PGA boss Monahan will become CEO of the new organization
Monahan defended the deal as a redemption after two years of unrest and confusion. “This will usher in a new era in global golf – for the better.” Monahan plays a central role in this era, as he becomes CEO and thus a central figure of the new, as yet nameless organization.
Jay Monahan, Commissioner of the PGA Tour
The PGA Tour is said to retain the majority of votes and therefore control over what is happening, but the Saudi Arabian sovereign wealth fund PIF (Public Investment Fund) receives extensive rights and great influence as a major donor. The governor of the sovereign wealth fund, Yasir al-Rumayyan, will chair the new organization. This is how Saudi Arabia rises from being an unpopular disruptive factor to becoming a co-decision-maker in the control center of golf.
The 2023 season will probably go ahead as planned, but golf will certainly change in 2024. LIV Golf is increasingly focusing on team formats and only plays three rounds instead of four on the courses. The name LIV stands for the Roman number 54, the total number of holes.
Saudi Arabia invests heavily in sport
The state of Saudi Arabia is currently investing heavily in the sport, for example with its Formula 1 race, the takeover of the Premier League-clubs Newcastle United and the signing of football superstars like Cristiano Ronaldo and Karim Benzema. In recent years, the significantly smaller neighboring countries Qatar, Bahrain and the United Arab Emirates have presented with major sporting events.
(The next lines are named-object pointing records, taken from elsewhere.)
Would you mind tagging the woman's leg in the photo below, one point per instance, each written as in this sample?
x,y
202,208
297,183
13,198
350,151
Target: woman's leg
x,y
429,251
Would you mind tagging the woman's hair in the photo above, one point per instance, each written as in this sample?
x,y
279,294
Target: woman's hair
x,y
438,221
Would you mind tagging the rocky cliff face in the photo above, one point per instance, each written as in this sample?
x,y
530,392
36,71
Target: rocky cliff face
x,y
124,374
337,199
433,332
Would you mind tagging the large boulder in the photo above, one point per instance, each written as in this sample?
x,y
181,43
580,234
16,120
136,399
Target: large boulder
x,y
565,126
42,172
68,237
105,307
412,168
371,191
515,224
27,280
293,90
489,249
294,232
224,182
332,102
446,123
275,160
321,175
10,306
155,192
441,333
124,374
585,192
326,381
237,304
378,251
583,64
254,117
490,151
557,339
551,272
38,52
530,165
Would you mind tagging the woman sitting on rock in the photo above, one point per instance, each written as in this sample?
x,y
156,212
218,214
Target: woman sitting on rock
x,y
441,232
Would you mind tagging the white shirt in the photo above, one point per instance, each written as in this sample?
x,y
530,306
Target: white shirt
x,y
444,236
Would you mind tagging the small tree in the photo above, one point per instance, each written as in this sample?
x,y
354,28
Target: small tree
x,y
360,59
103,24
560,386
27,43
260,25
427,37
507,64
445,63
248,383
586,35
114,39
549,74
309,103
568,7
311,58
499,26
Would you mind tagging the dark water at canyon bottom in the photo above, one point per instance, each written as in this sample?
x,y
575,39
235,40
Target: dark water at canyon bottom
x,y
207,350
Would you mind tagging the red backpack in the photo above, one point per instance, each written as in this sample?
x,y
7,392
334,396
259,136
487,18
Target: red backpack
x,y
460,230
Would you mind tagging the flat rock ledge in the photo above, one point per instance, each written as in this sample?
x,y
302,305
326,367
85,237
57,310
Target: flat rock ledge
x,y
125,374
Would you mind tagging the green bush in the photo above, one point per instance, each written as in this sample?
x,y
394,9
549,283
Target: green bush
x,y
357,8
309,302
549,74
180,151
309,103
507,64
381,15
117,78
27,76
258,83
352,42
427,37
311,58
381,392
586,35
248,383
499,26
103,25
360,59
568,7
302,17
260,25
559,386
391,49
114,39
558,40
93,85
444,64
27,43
Now Saudi Arabia is following suit, hosting the FIFA Club World Cup in 2023 and even winning the Asian Winter Games in 2029. A luxurious ski resort called Trojena is to be built in the middle of a cold but dry and barren mountain landscape. Another major goal is to host the 2030 World Cup.
Soft power and sports washing
The super-rich oil states gain respect and influence through major international events, this strategy is also known as soft power. In addition, the term sportswashing has established itself, it stands for image cultivation through sport, with which autocracies want to distract from human rights violations. Saudi Arabia is an absolute monarchy with no freedom of the press or freedom of expression, and women and minorities are oppressed. The dissident journalist Jamal Khashoggi was murdered in the Saudi Arabian embassy in Istanbul in 2018.
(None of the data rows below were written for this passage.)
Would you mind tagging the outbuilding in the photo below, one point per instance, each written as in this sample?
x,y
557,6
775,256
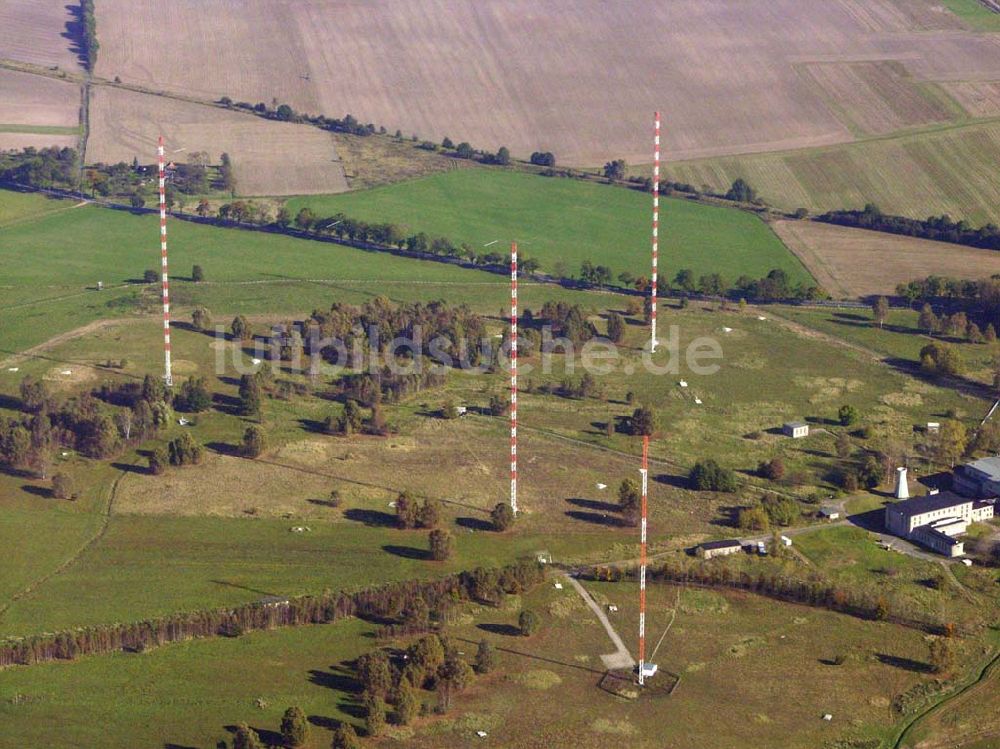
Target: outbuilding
x,y
711,549
796,429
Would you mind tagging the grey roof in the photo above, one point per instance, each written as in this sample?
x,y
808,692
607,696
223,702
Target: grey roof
x,y
989,466
929,503
720,544
943,537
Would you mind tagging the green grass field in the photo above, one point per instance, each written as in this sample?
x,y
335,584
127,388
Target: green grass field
x,y
974,14
565,221
128,700
53,253
942,169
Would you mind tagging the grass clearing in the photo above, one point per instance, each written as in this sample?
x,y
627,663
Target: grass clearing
x,y
566,222
943,169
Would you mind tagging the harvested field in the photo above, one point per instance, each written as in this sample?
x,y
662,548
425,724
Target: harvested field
x,y
877,97
33,100
850,262
41,32
947,170
14,141
271,158
978,98
708,61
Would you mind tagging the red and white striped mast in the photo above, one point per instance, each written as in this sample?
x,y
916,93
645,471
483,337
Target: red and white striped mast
x,y
642,561
513,377
167,376
656,229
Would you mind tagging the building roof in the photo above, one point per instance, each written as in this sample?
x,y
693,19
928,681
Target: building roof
x,y
943,537
720,544
929,503
989,466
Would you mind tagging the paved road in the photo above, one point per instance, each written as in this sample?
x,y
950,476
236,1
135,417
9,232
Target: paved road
x,y
621,658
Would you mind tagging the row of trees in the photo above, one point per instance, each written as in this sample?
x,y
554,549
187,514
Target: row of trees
x,y
780,581
89,33
941,228
486,585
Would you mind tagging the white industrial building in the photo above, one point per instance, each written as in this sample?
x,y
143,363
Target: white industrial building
x,y
936,520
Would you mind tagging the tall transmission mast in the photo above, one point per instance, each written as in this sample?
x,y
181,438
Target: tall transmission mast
x,y
513,377
656,229
167,376
642,561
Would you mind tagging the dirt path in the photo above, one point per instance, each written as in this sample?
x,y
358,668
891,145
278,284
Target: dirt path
x,y
621,658
75,557
62,338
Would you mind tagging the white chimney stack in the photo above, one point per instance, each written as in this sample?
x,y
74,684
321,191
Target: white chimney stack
x,y
902,488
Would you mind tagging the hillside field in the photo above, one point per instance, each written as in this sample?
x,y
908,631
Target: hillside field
x,y
850,262
564,221
947,169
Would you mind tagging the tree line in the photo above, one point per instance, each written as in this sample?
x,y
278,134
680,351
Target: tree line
x,y
387,601
940,228
89,36
865,602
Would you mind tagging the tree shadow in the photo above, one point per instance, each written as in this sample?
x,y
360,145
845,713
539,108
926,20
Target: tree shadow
x,y
408,552
313,426
597,518
333,503
132,468
74,33
372,518
506,630
907,664
338,678
728,516
474,524
675,480
593,504
9,402
223,448
873,520
267,736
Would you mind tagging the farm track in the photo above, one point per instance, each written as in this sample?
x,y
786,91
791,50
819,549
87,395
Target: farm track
x,y
75,557
986,674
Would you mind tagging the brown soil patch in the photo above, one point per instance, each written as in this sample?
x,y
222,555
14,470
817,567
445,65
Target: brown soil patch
x,y
851,262
270,158
416,66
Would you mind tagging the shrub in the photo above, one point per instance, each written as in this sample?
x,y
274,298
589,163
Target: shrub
x,y
62,487
442,544
158,461
254,442
294,727
528,622
707,475
502,517
847,415
773,469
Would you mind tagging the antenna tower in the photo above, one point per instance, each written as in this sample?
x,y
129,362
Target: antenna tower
x,y
167,376
513,377
642,561
656,229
Many in the United States have also not forgotten that 15 of the 19 attackers of September 11 came from Saudi Arabia. Terry Strada, chair of 9/11 Families United, has repeatedly criticized Saudi investment in golf. After the agreement that has now been announced, she said that Monahan and the tour are “just more paid Saudi decoys taking billions of dollars to clean Saudi reputation”.
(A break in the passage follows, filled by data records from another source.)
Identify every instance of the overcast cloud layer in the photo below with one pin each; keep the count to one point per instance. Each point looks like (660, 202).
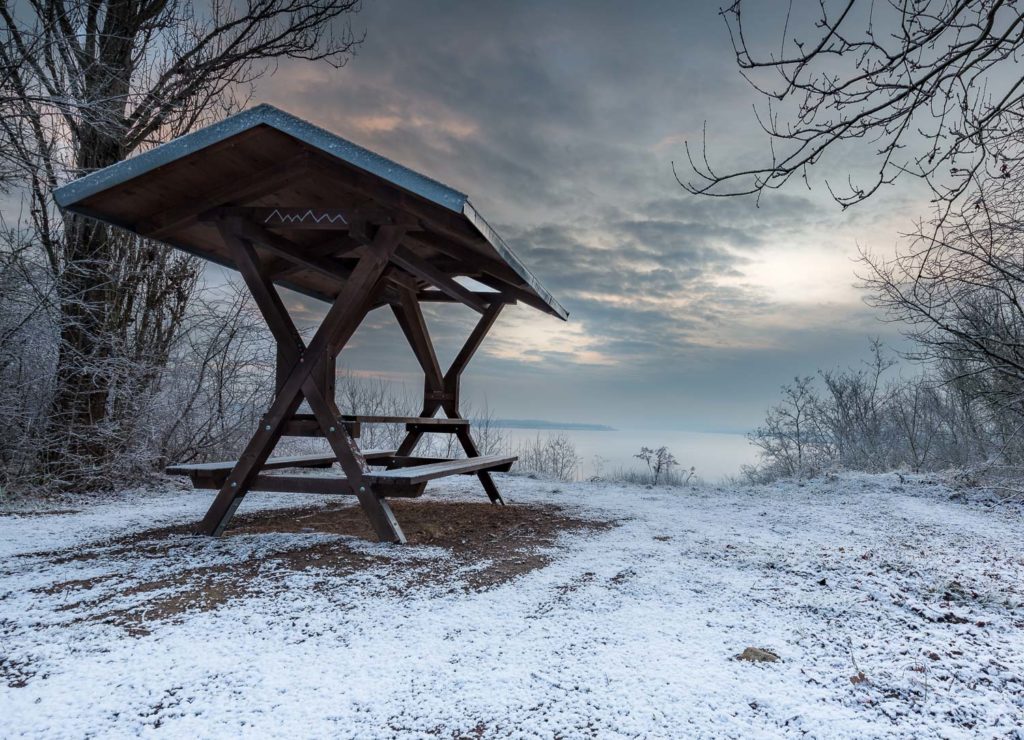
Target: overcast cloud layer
(561, 121)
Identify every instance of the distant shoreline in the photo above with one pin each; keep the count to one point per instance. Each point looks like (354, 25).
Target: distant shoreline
(545, 425)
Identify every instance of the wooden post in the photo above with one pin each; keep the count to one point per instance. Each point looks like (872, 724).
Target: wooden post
(305, 379)
(441, 389)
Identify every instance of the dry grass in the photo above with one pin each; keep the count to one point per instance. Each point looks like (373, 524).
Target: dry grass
(486, 546)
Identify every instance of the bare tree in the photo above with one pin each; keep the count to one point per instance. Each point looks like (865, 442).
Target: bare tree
(659, 462)
(788, 437)
(957, 286)
(84, 84)
(934, 87)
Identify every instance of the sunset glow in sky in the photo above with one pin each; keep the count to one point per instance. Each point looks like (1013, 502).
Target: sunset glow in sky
(562, 122)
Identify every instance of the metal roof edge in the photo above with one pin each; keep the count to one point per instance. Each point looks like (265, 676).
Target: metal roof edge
(263, 114)
(496, 241)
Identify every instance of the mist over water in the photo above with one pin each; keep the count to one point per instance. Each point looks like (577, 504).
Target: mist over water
(714, 454)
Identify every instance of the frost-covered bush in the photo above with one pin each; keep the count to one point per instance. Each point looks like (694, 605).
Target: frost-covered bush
(864, 419)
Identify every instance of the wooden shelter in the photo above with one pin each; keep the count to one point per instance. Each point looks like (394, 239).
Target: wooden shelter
(288, 204)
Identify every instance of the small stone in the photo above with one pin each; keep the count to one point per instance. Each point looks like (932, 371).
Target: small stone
(758, 655)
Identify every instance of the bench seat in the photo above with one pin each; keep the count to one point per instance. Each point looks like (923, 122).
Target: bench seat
(406, 477)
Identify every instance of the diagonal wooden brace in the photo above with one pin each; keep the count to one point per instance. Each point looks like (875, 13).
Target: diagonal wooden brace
(441, 389)
(344, 316)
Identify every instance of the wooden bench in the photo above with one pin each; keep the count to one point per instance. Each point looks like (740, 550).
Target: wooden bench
(406, 476)
(305, 425)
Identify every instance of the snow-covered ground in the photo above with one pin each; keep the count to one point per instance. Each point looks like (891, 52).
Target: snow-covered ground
(896, 609)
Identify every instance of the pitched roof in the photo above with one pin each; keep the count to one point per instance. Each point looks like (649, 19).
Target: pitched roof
(264, 159)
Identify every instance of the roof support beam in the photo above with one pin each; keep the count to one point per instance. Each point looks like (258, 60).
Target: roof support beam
(260, 183)
(425, 271)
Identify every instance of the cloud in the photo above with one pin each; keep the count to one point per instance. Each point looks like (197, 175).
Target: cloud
(561, 121)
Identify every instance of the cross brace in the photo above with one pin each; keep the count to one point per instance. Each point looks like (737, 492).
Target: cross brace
(307, 372)
(441, 389)
(344, 316)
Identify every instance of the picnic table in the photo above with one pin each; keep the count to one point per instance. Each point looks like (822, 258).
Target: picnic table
(289, 205)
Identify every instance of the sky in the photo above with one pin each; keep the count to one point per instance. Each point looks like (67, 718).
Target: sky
(561, 121)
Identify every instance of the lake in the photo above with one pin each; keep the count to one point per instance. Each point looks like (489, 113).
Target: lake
(714, 454)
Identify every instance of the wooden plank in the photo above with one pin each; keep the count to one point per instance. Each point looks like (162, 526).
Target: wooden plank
(443, 283)
(258, 184)
(326, 485)
(485, 297)
(424, 473)
(299, 461)
(419, 421)
(338, 325)
(305, 425)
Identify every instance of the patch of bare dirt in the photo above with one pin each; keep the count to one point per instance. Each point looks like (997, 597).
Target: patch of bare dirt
(487, 546)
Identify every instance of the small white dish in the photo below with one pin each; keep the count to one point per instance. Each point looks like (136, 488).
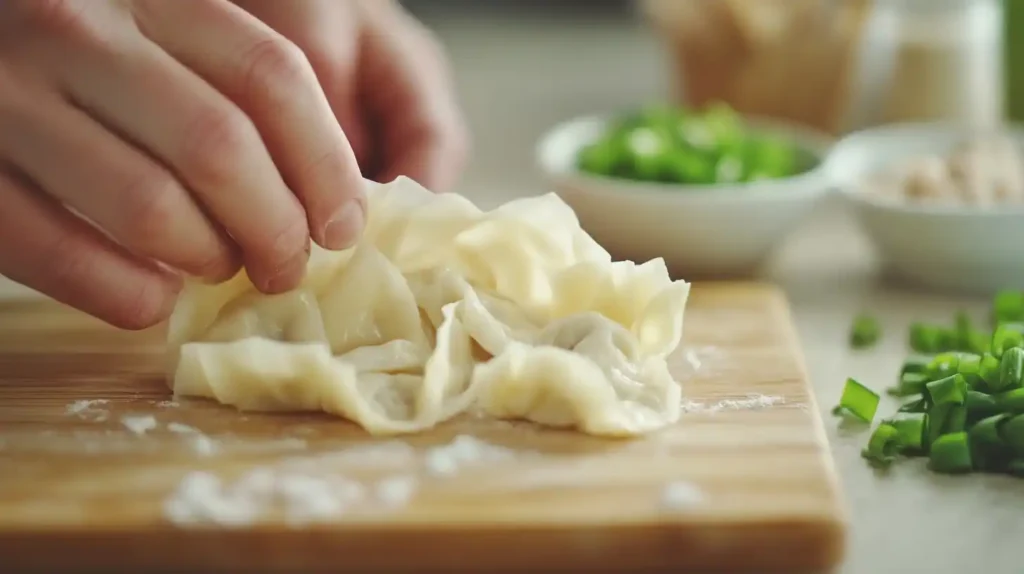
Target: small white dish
(719, 230)
(946, 248)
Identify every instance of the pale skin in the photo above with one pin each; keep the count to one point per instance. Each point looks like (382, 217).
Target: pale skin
(143, 141)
Profiteers: Martin Kaymer, Phil Mickelson and Donald Trump
Among the beneficiaries of the merger are the pros who joined LIV Golf despite criticism and uncertainty, including Germany’s Martin Kaymer and Phil Mickelson. “I’ve never been a fan of making peace with money“said Kaymer on Wednesday: “In that case, it’s a good story because golf isn’t suffering anymore.”. He’s been playing on the LIV tour so far.
And Donald Trump will probably also benefit, because the former US President and current Republican presidential candidate maintains close contacts with Saudi Arabia.
Three of the 14 tournaments on the 2023 LIV Tour will be held on Trump Empire golf courses, including the $80 million grand final from November 3-5. The venue is the Trump National Doral in the Saudi port city of Jeddah. It is foreseeable that Trump resorts will continue to play a major role in the future unified calendar.